Sekedar mencontohkan, saat ini harga CPO internasional berada dikisaran Rp 7.300 per kilogram (kg). Dengan adanya pungutan tersebut, maka setiap 1 kg cpo yang dipasarkan akan dipangkas sekitar Rp 650 per kg.
Untuk jangka pendek, beberapa pihak akan merasa terbebani. Oleh karena itu perlu adanya sikap legowo dari beberapa pemangku kepentingan terkait dengan implementasi dari beleid ini. Bila kebijakan ini berhasil tidak menutup kemungkinan, harga CPO akan kembali terkerek lagi. "Prediksi saya sekitar 2-3 bulan lagi," kata Derom, Senin (6/4).

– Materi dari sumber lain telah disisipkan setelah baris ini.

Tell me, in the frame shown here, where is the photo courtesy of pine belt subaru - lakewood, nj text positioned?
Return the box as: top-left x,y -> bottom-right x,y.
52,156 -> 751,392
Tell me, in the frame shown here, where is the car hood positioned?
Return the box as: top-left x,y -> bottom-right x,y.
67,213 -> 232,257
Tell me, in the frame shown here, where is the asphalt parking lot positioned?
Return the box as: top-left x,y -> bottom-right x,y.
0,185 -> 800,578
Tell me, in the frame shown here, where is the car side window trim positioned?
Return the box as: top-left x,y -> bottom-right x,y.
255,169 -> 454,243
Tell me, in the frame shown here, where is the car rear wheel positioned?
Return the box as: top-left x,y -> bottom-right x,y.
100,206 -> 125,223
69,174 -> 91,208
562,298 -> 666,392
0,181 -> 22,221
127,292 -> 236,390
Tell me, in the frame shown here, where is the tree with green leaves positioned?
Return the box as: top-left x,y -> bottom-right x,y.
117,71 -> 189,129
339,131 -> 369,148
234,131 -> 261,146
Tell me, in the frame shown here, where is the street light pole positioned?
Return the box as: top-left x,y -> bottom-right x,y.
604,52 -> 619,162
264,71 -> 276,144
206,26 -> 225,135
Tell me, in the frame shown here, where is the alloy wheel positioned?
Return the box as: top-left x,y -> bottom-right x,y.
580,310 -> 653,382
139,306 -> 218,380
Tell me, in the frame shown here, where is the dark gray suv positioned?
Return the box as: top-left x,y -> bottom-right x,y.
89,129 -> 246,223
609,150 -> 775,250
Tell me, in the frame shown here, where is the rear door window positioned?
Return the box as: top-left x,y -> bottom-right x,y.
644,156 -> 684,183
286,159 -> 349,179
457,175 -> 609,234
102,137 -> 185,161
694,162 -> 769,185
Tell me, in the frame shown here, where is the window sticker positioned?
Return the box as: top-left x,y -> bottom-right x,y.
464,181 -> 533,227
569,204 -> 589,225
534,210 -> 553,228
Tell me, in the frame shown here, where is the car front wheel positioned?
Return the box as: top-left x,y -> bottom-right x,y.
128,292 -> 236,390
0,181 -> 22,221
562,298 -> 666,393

Dana yang terkumpul dari pungutan ini juga harus jelas. Masalahnya sampai sekarang kita belum dapat mengetahui bagaimana mekanisme pembagian dana hasil pengutan tersebut bagi pengembangan industri sawit rakyat.
Ada beberapa cara sebenarnya yang dapat dilakukan oleh lembaga yang akan menangani ini. Pertama, dana tersebut diberikan langsung ke pada koperasi petani sawit. Kedua, lewat Dinas Perkebunan yang mendata petani sawit yang mendapat bantuan.
Menurut Derom, sebenarnya pungutan sebesar US$ 50 per ton yang ditetapkan tersebut terlau tinggi. Kami menghitung sebenarnya masih dapat ditekan lagi, paling tidak menjadi sekitar US$ 40 per ton.